Os meses de outubro e novembro são marcados pelo combate ao câncer de mama e próstata respectivamente. A batalha vai além da prevenção, consiste também em lutar pelos direitos de pacientes oncológicos, informar a população acerca de qualidade de vida desses pacientes, buscar alternativas de tratamento eficazes e sem efeitos colaterais e com grande otimismo a tão sonhada cura.

Uma das maiores preocupações das mulheres em tratamento de câncer de mama é o linfedema – acúmulo de líquido nos braços ou nas pernas, que causa inchaço e pode dificultar o movimento, chegando a ser irreversível.

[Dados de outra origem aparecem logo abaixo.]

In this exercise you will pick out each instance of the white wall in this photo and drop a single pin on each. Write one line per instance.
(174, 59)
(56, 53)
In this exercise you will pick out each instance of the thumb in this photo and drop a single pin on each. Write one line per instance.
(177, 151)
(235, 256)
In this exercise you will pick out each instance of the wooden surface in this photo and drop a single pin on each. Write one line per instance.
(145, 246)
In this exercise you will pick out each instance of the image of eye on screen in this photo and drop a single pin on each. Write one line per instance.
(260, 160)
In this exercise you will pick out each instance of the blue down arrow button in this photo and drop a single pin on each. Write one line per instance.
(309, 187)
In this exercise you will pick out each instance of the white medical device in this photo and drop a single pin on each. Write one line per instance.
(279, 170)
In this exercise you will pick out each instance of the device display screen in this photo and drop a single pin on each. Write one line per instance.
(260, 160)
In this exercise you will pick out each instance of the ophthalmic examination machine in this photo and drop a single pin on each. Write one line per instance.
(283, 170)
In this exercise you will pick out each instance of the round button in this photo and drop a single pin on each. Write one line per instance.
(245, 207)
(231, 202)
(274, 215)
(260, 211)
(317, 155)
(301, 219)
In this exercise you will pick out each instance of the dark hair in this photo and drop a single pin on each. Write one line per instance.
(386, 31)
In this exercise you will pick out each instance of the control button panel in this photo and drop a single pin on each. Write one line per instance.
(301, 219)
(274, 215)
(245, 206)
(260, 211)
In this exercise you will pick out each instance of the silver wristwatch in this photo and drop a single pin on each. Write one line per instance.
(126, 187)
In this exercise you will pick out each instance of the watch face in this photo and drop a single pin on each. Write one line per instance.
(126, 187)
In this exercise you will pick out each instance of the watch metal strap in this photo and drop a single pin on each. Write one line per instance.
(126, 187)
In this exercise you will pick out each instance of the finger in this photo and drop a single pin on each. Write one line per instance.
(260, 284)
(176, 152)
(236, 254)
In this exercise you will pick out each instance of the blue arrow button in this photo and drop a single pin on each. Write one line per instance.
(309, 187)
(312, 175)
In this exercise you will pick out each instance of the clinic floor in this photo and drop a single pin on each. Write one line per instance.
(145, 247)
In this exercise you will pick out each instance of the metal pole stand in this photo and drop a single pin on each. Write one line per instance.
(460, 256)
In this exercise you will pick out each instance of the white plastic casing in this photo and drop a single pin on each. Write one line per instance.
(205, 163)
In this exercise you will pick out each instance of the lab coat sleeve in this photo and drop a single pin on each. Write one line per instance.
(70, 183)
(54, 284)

A fisioterapia tem o papel de promover a reabilitação da paciente e incentivá-la à retomada das atividades diárias o mais rápido possível, considerando sempre suas limitações. O objetivo é diminuir os efeitos colaterais e as complicações que podem surgir após uma cirurgia, quimioterapia ou radioterapia.

Segundo a supervisora de estágio Camila Fernandes, a fisioterapia desempenha um papel imprescindível na abordagem das pacientes mastectomizadas. Independente do tipo de cirurgia de mama, a fisioterapia precoce tem como objetivos prevenir complicações, promover adequada recuperação funcional e consequentemente, propiciar melhor qualidade de vida às mulheres submetidas à cirurgia para tratamento de câncer de mama .

De acordo com uma pesquisa realizada pela Universidade Gama Filho – CEPACA, a atividade física também tem funções primordiais no tratamento oncológico, pois produz alterações metabólicas e morfológicas crônicas que podem torná-la uma opção importante no tratamento e no processo de recuperação envolvendo pacientes com câncer. Sendo assim, além da fisioterapia, a prática de um esporte de acordo com as orientações médicas, auxilia não só no físico do paciente, mas também no emocional.

O programa de fisioterapia deve ser realizado em todas as fases do CA: pré-tratamento (diagnóstico e avaliação); durante o tratamento ( cirurgia,quimioterapia, radioterapia e hormonioterapia); após o tratamento (período de seguimento); na recidiva da doença e nos cuidados paliativos. Em cada uma dessas fases, é necessário conhecer e identificar as necessidades do paciente, os sintomas e suas causas e o impacto desses nas atividades de vida diária, reforça a supervisora.

Vale lembrar que os cursos da área da saúde do Univar estão empenhados a realizarem durante todo o mês de outubro, ações que contribuam com a saúde pública na prevenção, no diagnóstico precoce, no tratamento eficaz e sem sofrimento.